3sf4

From Proteopedia

(Difference between revisions)

Current revision

Crystal structure of the complex between the conserved cell polarity proteins Inscuteable and LGN

Structural highlights

3sf4 is a 6 chain structure with sequence from Homo sapiens. Full crystallographic information is available from OCA. For a guided tour on the structure components use FirstGlance.
Method:	X-ray diffraction, Resolution 2.6Å
Resources:	FirstGlance, OCA, PDBe, RCSB, PDBsum, ProSAT

Disease

GPSM2_HUMAN Autosomal recessive nonsyndromic sensorineural deafness type DFNB;Chudley-McCullough syndrome. Chudley-McCullough syndrome (CMCS) [MIM:604213: An autosomal recessive neurologic disorder characterized by early-onset sensorineural deafness and specific brain anomalies on MRI, including hypoplasia of the corpus callosum, enlarged cysterna magna with mild focal cerebellar dysplasia, and nodular heterotopia. Some patients have hydrocephalus. Psychomotor development is normal. Note=The disease is caused by mutations affecting the gene represented in this entry.^[1] ^[2]

Function

GPSM2_HUMAN Plays an important role in spindle pole orientation. Interacts and contributes to the functional activity of G(i) alpha proteins. Acts to stabilize the apical complex during neuroblast divisions.^[3]
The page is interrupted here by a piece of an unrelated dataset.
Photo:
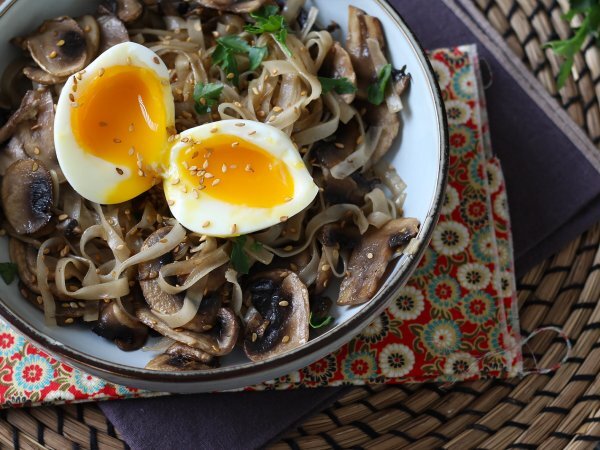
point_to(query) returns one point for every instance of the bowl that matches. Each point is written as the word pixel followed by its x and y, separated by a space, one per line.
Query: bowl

Publication Abstract from PubMed

Interaction between the mammalian cell polarity proteins mInsc (mammalian homologue of Inscuteable) and Leu-Gly-Asn repeat-enriched protein (LGN), as well as that between their respective Drosophila homologues Inscuteable and Partner of Inscuteable (Pins), plays crucial roles in mitotic spindle orientation, a process contributing to asymmetric cell division. Here, we report a crystal structure of the LGN-binding domain (LBD) of human mInsc complexed with the N-terminal tetratricopeptide repeat (TPR) motifs of human LGN at 2.6-A resolution. In the complex, mInsc-LBD adopts an elongated structure with three binding modules--an alpha-helix, an extended region, and a beta-sheet connected with a loop--that runs antiparallel to LGN along the concave surface of the superhelix formed by the TPRs. Structural analysis and structure-based mutagenesis define residues that are critical for mInsc-LGN association, and reveal that the activator of G-protein signaling 3 (AGS3)-binding protein Frmpd1 [4.1/ezrin/radixin/moesin (FERM) and PSD-95/Dlg/ZO-1 (PDZ) domain-containing protein 1] and its relative Frmpd4 interact with LGN via a region homologous to a part of mInsc-LBD, whereas nuclear mitotic apparatus protein (NuMA) and the C terminus of LGN recognize the TPR domain in a manner different from that by mInsc. mInsc binds to LGN with the highest affinity (K(D) approximately 2.4 nM) and effectively replaces the Frmpd proteins, NuMA, and the LGN C terminus, suggesting the priority of mInsc in binding to LGN. We also demonstrate, using mutant proteins, that mInsc-LGN interaction is vital for stabilization of LGN and for intracellular localization of mInsc.

Structural basis for interaction between the conserved cell polarity proteins Inscuteable and Leu-Gly-Asn repeat-enriched protein (LGN).,Yuzawa S, Kamakura S, Iwakiri Y, Hayase J, Sumimoto H Proc Natl Acad Sci U S A. 2011 Nov 29;108(48):19210-5. Epub 2011 Nov 10. PMID:22074847^[4]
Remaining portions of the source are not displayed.